近年、中国は急速な勢いで“IT王国”に変わった。どこでもスマホ決済が当たり前になり、タクシーアプリを使うのが当然になりつつある。そんな中国で、意外に進んでいないのが“婚活事情”だ。もちろん、それは中国だけでなく、日本も韓国も同様なのだが、中国の場合には元々“一人っ子政策”で男女の比率が異なるだけに、より深刻と言える。そこで“親たち”の登場となる。旧暦の「七夕」に当たる昨日、北京では親たちによる“婚活”が行われた。広場に集まって、それぞれが“手書き”による「花嫁募集」「花婿募集」のアピール合戦だ。主催者側が用意した紙に“手書き”で自己紹介を書く。それを見て気に入った相手がいれば、その親に直接交渉するか、又は“連絡先”に電話やメールを入れるかなのだが、興味深いのは必ず“身長・体重・年齢・住所・職業”を記載してあることだ。まるで企業に応募するような記述なのだ。ところが、企業の展示会と違って、なかなか“交渉成立”している親たちは少ない。特に女性の場合には相手男性に対する“条件”が厳しく、なかなかそれに“見合う相手”を得られないのだそうだ。結局、親たちは立ち尽くしたまま時間を過ごし、すごすごと引き上げていくケースが多い。
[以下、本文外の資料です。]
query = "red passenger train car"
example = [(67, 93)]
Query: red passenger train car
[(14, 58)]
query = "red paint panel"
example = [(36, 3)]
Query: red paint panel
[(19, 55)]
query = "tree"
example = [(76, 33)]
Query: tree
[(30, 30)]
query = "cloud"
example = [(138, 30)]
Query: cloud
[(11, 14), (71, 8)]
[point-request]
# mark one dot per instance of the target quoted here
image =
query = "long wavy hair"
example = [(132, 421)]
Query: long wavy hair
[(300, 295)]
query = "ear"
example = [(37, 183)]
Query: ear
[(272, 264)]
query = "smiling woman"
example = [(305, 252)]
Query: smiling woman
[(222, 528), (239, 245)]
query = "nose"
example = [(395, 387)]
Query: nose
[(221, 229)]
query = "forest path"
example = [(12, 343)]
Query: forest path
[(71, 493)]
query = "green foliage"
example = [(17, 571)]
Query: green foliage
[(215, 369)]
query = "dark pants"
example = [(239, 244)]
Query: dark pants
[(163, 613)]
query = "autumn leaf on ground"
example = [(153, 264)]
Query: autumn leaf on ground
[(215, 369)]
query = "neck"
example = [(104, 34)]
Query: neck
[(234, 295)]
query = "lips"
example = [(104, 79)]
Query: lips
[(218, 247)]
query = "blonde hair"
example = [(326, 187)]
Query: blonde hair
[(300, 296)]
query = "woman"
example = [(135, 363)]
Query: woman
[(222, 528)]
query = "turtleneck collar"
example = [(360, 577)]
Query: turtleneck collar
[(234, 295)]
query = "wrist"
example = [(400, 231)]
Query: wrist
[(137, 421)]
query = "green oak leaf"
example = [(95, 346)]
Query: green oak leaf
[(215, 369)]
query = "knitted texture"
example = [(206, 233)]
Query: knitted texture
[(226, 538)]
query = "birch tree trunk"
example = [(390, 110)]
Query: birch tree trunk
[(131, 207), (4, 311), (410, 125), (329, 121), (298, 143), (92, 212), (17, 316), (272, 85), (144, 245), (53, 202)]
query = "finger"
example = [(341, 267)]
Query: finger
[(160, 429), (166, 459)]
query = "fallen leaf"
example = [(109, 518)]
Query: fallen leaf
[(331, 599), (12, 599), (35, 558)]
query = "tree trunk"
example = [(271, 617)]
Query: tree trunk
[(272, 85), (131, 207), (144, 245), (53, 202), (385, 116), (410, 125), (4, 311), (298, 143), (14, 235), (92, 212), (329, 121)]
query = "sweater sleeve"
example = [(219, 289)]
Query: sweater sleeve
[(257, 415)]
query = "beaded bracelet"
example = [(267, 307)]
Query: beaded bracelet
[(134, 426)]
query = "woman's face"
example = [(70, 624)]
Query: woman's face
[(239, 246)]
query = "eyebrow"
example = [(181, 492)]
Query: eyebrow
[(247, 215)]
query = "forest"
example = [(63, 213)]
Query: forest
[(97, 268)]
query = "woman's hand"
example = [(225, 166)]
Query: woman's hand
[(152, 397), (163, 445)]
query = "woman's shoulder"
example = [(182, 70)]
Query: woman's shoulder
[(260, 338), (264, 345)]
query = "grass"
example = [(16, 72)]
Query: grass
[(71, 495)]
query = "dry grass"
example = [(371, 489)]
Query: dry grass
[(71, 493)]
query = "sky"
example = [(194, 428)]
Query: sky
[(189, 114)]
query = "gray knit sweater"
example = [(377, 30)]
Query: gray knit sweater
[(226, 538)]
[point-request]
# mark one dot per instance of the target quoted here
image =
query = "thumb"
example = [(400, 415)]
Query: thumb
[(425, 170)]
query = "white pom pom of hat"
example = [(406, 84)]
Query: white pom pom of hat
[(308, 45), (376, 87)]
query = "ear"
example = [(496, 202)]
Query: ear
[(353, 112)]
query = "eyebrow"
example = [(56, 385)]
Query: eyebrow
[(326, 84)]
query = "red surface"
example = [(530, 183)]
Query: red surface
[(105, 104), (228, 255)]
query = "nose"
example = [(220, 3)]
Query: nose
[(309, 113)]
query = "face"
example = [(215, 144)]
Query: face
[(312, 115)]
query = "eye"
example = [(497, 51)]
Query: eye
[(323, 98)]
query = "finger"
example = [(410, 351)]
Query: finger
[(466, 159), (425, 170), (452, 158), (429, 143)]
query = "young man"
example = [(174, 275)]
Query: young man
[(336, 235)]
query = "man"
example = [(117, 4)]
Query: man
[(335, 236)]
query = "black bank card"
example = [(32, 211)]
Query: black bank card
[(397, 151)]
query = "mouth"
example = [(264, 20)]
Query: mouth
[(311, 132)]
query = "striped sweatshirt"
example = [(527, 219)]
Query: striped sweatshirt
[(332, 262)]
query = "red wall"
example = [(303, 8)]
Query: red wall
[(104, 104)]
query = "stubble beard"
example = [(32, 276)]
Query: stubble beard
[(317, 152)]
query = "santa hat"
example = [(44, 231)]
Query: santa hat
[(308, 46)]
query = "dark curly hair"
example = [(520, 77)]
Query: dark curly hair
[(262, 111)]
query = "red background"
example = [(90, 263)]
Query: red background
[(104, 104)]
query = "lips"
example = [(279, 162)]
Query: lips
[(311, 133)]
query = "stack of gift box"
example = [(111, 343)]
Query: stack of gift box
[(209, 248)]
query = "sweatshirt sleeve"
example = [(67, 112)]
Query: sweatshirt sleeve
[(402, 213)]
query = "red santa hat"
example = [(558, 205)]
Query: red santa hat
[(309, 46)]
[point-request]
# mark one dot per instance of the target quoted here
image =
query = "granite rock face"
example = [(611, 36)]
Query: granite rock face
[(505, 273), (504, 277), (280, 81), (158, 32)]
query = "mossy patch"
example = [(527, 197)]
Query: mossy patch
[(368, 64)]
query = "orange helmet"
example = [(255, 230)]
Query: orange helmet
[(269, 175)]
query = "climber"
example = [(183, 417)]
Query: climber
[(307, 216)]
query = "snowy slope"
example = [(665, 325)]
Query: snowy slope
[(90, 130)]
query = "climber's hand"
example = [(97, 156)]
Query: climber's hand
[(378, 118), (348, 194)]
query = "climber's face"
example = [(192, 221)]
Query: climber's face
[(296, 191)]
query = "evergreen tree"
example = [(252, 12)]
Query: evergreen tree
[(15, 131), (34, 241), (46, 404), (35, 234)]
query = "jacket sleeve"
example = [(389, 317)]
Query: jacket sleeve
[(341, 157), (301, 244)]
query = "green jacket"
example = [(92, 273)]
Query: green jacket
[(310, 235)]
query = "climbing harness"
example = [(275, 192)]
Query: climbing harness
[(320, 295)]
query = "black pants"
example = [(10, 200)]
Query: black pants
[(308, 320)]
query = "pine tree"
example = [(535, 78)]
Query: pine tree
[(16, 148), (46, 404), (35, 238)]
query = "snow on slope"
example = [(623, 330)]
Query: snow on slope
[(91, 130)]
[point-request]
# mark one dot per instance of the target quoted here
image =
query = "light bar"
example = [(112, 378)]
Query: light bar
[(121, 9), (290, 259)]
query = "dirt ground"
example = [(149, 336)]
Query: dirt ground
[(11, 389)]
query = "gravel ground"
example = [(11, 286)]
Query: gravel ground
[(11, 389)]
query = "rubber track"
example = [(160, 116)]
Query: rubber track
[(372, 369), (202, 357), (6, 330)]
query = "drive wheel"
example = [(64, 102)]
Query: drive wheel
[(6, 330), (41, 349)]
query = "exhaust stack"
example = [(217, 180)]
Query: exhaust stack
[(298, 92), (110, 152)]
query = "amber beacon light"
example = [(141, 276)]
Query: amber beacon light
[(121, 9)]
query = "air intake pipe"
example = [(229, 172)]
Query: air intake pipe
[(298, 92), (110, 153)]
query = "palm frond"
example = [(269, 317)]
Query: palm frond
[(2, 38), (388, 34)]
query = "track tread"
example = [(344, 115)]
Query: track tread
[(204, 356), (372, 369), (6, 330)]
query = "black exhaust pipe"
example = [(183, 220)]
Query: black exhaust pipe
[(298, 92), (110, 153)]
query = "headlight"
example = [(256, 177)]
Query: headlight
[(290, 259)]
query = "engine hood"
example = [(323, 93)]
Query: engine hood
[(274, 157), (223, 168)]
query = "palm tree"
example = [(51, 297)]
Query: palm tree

北京や上海のような都会に暮らす女性の場合、周りに“高収入”で外貌的にも教養的にも優れている男性を見慣れているせいで、男女比率では圧倒的に女性優位なのに、なかなか結婚相手を得られない場合が多い。そう“見慣れる”ということは、或る意味で危険なのだ。条件的に“良いもの”を見慣れてしまうと、ちょっとしたマイナスポイントでも見逃すことが出来なくなってしまう。「結婚」というのは“最良”を択ぶゲームではなくて、“適応”な相手を択ぶゲームなのだが、その点を勘違いしがちなのだ。こうして、本来からすれば“結婚できる条件”を備えながら、独身のまま経過していく男女が増えていく。日本でも“生涯未婚率”はどんどん高まっていて、2015年の統計だと男23.4%、女14.1%の数字が出ている。1970年には男1.7%、女3.3%だったというのが信じられない。何でも“最良”を求めすぎてはいけないのだ。